Use of Unregulated GenAI Spikes

GenAI platforms have increased in popularity, and enterprises need help to control how their employees interact with them. New data shows that 72% of workers who uploaded data to GenAI platforms did so without employers providing licenses. The same study found that 65% of organizations lack clear policies on using data with or from AI platforms. Experimenting with GenAI raises security concerns at the employee and employer levels.

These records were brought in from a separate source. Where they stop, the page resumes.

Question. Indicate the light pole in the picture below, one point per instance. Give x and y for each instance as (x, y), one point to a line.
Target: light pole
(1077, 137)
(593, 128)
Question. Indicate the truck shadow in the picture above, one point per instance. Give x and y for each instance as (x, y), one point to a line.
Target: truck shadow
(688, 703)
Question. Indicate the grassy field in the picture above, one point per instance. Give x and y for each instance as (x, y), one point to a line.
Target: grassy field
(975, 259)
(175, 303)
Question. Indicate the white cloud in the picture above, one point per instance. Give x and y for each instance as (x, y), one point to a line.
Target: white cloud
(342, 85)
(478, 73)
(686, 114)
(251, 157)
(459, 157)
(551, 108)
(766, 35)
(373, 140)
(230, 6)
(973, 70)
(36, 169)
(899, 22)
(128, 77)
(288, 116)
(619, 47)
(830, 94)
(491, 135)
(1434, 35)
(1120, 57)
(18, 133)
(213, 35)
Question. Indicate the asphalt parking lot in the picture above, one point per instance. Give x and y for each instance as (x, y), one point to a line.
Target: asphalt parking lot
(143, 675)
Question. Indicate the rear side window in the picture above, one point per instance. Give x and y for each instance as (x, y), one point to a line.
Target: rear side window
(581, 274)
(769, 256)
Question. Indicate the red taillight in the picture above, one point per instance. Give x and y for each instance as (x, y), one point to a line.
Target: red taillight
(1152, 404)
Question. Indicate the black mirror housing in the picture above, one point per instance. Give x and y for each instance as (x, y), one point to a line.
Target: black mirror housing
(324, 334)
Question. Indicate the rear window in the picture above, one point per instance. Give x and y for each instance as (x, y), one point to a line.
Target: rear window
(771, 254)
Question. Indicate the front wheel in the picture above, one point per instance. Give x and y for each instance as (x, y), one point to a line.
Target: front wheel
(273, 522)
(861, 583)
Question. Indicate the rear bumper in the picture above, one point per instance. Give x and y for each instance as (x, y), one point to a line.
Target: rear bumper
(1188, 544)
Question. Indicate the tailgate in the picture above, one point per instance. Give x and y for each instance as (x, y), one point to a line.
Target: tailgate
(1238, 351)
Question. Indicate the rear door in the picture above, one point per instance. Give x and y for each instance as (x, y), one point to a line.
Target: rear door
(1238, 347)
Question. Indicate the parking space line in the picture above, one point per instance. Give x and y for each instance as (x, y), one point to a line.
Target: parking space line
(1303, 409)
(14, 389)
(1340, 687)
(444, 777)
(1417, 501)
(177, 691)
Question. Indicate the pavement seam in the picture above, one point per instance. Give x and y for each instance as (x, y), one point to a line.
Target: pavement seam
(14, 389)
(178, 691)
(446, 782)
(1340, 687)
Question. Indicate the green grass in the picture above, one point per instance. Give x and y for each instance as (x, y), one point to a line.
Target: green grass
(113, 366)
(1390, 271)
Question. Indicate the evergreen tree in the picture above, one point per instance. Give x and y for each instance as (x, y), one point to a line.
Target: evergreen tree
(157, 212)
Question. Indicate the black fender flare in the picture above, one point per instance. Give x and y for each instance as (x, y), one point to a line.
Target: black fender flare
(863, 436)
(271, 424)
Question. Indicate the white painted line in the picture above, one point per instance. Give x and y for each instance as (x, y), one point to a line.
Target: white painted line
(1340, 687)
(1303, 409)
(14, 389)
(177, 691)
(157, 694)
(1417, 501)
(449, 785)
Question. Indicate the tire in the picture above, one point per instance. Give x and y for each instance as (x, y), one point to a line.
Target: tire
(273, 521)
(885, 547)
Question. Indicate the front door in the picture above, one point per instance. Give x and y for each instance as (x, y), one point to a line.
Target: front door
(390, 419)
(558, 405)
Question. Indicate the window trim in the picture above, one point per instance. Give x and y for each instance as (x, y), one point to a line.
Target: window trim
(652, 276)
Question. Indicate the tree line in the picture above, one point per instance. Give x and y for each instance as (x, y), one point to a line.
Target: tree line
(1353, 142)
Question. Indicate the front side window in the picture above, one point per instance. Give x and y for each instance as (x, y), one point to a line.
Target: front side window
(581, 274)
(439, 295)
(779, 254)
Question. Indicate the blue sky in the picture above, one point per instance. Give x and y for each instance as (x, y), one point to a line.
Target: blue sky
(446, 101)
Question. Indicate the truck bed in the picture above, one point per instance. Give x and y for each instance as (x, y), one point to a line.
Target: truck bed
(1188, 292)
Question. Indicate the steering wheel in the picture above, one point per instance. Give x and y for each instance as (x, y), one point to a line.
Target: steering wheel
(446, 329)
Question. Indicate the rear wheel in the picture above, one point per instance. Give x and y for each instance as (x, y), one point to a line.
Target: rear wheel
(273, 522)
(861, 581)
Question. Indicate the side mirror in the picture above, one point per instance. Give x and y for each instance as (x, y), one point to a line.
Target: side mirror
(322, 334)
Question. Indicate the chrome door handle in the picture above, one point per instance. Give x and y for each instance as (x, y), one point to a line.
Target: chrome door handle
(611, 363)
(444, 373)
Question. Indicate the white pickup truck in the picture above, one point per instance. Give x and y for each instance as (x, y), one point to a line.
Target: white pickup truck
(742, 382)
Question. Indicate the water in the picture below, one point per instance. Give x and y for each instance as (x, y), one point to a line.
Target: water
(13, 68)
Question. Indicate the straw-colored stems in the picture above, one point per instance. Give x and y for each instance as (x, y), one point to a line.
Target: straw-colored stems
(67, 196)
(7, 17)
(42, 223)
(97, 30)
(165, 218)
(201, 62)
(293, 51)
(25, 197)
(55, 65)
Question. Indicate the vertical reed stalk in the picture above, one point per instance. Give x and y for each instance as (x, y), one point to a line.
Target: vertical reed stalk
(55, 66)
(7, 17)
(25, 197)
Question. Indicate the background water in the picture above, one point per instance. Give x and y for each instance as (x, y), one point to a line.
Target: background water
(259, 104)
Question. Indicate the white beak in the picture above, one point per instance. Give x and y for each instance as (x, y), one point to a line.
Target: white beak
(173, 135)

For example, the US Patent and Trademark Office banned the use of GenAI tools last year due to security concerns with the technology and some of these tools exhibiting unpredictable behaviors. While there is a ban on using platforms like ChatGPT for work purposes, USPTO employees can use "state-of-the-art generative AI models" only inside the agency's internal test environment.

While this might be considered a cautious approach, it indicates how workplaces will likely evaluate how they implement and interact with GenAI platforms.

Unregulated GenAI Use Comes with Security Risks

The rapid adoption of GenAI tools has raised concerns about data privacy and security within organizations. But what exactly are these risks, and what implications can companies face?

  • Data breaches: AI tools may not have sufficient security controls in place which can lead to exposure of sensitive or proprietary data to malicious actors.
  • Intellectual property theft: Any data uploaded to GenAI platforms is stored and can be used to train the models, leaving IP and trade secrets in the public domain.
  • Regulatory violations: Depending on the data involved, geography and industry regulations like GDPR, HIPAA, and CCPA can come into play, meaning there are strict data governance regulations. Non-compliance of these can result in fines or legal action.

Using unregulated GenAI can have severe consequences, which re-emphasizes the need for clear guidelines, ethical safeguards, and responsible deployment to ensure companies and employees benefit from these technologies while managing the associated risks.

Addressing the Risks of GenAI

Responsible governance requires a combination of technology, policy, education, and collaboration to foster a culture of responsible innovation and allow enterprises to minimize risks. So, what can companies do to ensure their data is protected? Develop actionable plans that include:

  • Clear GenAI policies: Establish guidelines for how GenAI platforms can be used, including approved cases. Prohibit sensitive or proprietary data from being uploaded and implement an approval process for using GenAI tools. Enterprises must define how they expect employees to use these platforms.
  • Licensed access: Ensure employees can access and use licensed GenAI tools vetted for security and compliance purposes. This provides greater control over the types of platforms being used by employees.
  • Data security training: Whether it's periodic training or in-the-moment reminders, employees need to be educated about the implications of leveraging an unregulated GenAI platform and using company data. Since these platforms use data to train their models, safeguarding IP and sensitive data is crucial.
  • Track GenAI activity: Organizations can monitor and manage how employees interact with GenAI platforms and look for red flags like high-volume uploads or using unapproved tools.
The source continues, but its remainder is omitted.